Because I am a film noir fan, I looked forward to The Good German (2006). Shot in black and white in classic film noir style, Steven Soderbergh’s film is disappointing, and the problem is the script. If I came to you with this pitch, would you go for it?
Pitch: An American reporter returns to Berlin in the summer of 1945 to cover the Potsdam conference, although he never does. His assigned military driver is a sleazy American serviceman making money on the black market and pimping his German woman. The driver soon shows up dead, and the reporter goes after the woman, who used to be his secretary/”stringer” and lover. Unfortunately, the woman is essentially dead, soul-less, her eyes never once flickering with life. Was it because she was raped by a Russian? Apparently not. And why is everyone after her husband who is supposed to be dead but is apparently not? Because he was the personal secretary for a Nazi scientist who made rockets in a brutal concentration camp factory, and the Americans are trying to make the brilliant scientist a fine, upstanding American. As the soul-less woman finally wangles her pass to freedom and walks toward the airplane, she tells the reporter that her crime was turning in a dozen fellow Jews to the Gestapo so that she could survive. The end.

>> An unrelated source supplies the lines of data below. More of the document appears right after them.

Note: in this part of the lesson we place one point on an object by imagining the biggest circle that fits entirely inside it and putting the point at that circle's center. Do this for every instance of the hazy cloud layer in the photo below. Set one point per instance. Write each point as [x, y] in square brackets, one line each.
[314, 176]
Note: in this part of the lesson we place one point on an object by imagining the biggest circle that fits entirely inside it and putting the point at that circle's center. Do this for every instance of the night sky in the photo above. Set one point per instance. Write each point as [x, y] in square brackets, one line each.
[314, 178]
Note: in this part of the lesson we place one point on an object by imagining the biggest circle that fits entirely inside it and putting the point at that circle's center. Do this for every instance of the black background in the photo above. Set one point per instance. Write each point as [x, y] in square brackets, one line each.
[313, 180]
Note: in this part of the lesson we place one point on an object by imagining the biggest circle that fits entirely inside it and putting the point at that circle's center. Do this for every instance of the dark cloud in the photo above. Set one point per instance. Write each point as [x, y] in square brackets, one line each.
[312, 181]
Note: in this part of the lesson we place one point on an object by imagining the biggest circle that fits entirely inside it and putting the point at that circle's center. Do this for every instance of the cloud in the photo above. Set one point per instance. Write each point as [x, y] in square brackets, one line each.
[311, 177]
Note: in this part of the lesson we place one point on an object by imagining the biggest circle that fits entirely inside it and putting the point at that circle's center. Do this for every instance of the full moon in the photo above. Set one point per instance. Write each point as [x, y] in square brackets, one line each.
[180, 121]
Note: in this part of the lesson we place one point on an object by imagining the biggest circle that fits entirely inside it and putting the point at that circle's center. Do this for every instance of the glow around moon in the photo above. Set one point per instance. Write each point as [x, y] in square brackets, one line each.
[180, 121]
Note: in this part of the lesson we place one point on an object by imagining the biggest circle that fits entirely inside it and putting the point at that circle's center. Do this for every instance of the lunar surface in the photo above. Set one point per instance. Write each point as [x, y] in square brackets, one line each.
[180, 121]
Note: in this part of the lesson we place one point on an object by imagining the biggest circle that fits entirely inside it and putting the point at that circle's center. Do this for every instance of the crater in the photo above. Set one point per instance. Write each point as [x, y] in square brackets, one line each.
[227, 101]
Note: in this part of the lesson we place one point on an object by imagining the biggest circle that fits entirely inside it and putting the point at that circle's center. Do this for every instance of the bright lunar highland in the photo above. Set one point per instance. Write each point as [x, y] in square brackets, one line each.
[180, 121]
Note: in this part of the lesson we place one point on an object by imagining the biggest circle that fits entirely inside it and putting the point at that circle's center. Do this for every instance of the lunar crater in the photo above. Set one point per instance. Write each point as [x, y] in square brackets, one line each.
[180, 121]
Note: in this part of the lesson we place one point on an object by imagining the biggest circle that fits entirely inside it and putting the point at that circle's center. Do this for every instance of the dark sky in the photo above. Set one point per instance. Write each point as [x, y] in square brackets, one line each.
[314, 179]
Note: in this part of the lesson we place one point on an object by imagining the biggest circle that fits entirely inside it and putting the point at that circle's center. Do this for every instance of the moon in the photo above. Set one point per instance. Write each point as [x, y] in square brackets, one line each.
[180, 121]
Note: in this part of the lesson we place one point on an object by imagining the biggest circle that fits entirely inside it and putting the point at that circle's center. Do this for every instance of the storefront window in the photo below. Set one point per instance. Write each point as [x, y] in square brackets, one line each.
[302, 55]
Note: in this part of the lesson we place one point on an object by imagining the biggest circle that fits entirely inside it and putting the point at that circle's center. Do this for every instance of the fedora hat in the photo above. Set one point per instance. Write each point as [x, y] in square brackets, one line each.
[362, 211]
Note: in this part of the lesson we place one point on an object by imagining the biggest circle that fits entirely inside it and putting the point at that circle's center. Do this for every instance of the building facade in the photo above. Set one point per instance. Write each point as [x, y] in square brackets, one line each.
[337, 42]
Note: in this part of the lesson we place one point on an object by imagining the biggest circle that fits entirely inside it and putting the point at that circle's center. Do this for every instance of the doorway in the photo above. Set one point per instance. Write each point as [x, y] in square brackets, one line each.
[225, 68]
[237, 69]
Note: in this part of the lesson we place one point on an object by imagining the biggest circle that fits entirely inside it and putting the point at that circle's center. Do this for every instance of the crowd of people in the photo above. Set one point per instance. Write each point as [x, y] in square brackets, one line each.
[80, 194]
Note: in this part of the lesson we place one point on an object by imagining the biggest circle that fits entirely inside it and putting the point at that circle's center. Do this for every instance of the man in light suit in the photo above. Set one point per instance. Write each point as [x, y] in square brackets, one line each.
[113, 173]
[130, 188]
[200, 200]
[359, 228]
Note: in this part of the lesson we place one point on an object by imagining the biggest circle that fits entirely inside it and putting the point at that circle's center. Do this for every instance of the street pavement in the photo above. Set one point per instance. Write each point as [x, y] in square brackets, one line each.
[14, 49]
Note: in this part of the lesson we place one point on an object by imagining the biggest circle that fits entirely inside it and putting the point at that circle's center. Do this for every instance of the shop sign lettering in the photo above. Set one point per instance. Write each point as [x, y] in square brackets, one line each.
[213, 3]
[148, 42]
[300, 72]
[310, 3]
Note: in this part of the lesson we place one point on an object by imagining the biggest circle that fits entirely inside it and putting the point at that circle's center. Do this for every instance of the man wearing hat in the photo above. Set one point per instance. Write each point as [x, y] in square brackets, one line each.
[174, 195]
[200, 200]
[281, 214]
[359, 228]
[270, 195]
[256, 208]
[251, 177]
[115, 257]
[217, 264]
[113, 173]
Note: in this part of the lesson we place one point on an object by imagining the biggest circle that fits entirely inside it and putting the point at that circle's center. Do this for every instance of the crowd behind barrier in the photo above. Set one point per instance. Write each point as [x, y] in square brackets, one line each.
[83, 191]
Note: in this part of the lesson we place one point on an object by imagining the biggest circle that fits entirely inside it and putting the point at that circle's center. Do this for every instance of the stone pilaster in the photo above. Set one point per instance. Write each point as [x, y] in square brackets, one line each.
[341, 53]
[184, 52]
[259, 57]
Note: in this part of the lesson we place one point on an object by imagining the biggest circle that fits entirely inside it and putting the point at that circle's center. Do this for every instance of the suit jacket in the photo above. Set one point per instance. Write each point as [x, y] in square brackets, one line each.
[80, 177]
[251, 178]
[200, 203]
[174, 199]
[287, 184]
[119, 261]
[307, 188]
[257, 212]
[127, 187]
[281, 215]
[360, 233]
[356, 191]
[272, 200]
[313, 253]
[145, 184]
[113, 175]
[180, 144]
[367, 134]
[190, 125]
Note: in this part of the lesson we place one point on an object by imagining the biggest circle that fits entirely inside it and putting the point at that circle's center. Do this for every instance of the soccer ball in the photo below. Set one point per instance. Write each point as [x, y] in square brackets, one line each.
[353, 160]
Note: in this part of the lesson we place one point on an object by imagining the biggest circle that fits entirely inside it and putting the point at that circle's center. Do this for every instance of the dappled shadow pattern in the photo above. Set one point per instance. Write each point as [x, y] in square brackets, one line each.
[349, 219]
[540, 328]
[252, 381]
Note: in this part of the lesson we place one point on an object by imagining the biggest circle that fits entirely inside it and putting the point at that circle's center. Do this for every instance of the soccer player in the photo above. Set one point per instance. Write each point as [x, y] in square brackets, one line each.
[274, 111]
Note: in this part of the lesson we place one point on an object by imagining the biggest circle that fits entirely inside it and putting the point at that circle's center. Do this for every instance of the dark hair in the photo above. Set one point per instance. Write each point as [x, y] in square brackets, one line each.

Such a script has major problems. There is no one the viewer can identify with. The reporter is so vague he floats through the movie. We never see him report anything. This is in stark contrast to old film noir-style movies that would have had a bustling newspaper office with noisy typewriters. Worse, he wears a military uniform because the US Army insisted, but instead of acting military, he usually just gets beaten up and told to watch his step. Nor does he have any of the a) righteousness or b) conflicted morality of traditional film noir characters. He wants desperately to find out what is going on with the woman and with her mysterious husband, but she is clearly a burned out wreck not worth the dogged effort. We wonder what is motivating this man. We don’t identify with the broken woman because we never see her any other way—she is just a heartless prostitute looking out for number one—and because we have no idea what happened to her until the last two minutes of the movie. This points to the other major problem besides the characters: the plot. The major plot concerns the woman’s husband and the brilliant scientist, but we hardly see them and have no reason to care. The other plot is the reporter’s attempt to re-establish a connection with his old lover, and this includes finding out what happened to her. But we are given no clues whatsoever that she betrayed fellow Jews until she announces the sordid fact in the last two minutes of the movie.